Critic Derek Malcolm described the film as "methodical reconstruction of one of the most macabre murder cases of the century," ultimately feeling that it failed to function for purposes of entertainment or serious analysis.

Varietys critic wrote: "Richard Fleischer has turned out an authenticated documentary-feature which is an absorbing and disturbing picture. But the film has the serious flaw of not even attempting to probe the reasons that turned a man into a monstrous pervert." Praise went to John Hurt for his "remarkably subtle and fascinating performance as the bewildered young man who plays into the hands of both the murderer and the police."

Vincent Canby of The New York Times described 10 Rillington Place as "a solemn, earnest polemic of a movie, one with very little vulgar suspense ... The problem with the film is very much the problem with the actual case, which involved small, unimaginative people."

=== Accolades ===
John Hurt received a nomination for the BAFTA Award for Best Supporting Actor at the 25th British Academy Film Awards.

===Legacy===
In a 2009 review, J. Hoberman of The Village Voice wrote: "More highly regarded these days than when it was released in 1971, Richard Fleischer's 10 Rillington Place is a grimly efficient treatment of a once-notorious case".

The same year, Keith Uhlich of Time Out gave the film a 5-star review and described it as an "underseen gem". In 2023, Jack Hawkins of /Film wrote that 10 Rillington Place had "barely a flaw of note" and listed it among the most underrated films of the 1970s.

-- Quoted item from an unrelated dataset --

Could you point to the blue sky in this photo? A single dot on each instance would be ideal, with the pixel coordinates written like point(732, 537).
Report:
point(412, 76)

In an interview with Robert K. Elder in his book The Best Film You've Never Seen, director Sean Durkin states that 10 Rillington Place "depicts this story the way that a piece of journalism might, as opposed to worrying about preconceived notions of what a film should achieve." Phil Hardy of the British Film Institute observed Attenborough had the ability of "getting into the flesh of the paranoid and the distressed", describing the film as a "detailed account of life under the shadow of World War II [which] is powerful and compelling".

BBC Culture film critic Andrew Male said of the film: "I think 10 Rillington Place is a masterpiece that I have no desire to ever revisit. I think it's so effective in conjuring up an atmosphere of evil and malaise that I find it far scarier than any so-called horror film I've ever seen."